CSE 4392 - Assignments - Description of UCI Datasets

The files in the UCI datasets directory contain training files and test files for three datasets. You can download the entire directory as a ZIP file. Both the training file and the test file are text files, containing data in tabular format. Each value is a number, and values are separated by white space. The i-th row and j-th column contain the value for the j-th dimension of the i-th object. The only exception is the LAST column, that stores the class label for each object. Class labels can be represented as numbers or strings. Make sure you do not use data from the last column (i.e., the class labels) as parts of the input vector.

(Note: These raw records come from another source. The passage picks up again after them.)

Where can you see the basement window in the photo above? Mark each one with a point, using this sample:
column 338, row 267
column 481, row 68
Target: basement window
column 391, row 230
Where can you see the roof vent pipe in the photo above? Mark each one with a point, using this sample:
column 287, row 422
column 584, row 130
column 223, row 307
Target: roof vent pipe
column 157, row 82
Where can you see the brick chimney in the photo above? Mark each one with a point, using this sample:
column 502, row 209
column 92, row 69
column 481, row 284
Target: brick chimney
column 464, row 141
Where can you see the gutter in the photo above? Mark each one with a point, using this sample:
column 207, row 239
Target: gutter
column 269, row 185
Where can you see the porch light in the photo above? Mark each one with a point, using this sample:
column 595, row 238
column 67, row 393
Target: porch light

The datasets are copied from the UCI repository of machine learning datasets. Here are some details on each dataset:

The pendigits dataset. This dataset contains data for pen-based recognition of handwritten digits.
- 7494 training objects.
- 3498 test objects.
- 16 dimensions.
- 10 classes.
The satellite dataset. The full name of this dataset is Statlog (Landsat Satellite) Data Set, and it contains data for classification of pixels in satellite images.
- 4435 training objects.
- 2000 test objects.
- 36 dimensions.
- 6 classes.
The yeast dataset. This dataset contains some biological data whose purpose I do not understand myself.
- 1000 training objects..
- 484 test objects.
- 8 dimensions.
- 10 classes.

For each dataset, a training file and a test file are provided. The name of each file indicates what dataset the file belongs to, and whether the file contains training or test data.

Note that, for the purposes of your assignments, it does not matter at all where the data come from. The methods that you are asked to implement should work on all three datasets, as well as ANY other datasets following the same format.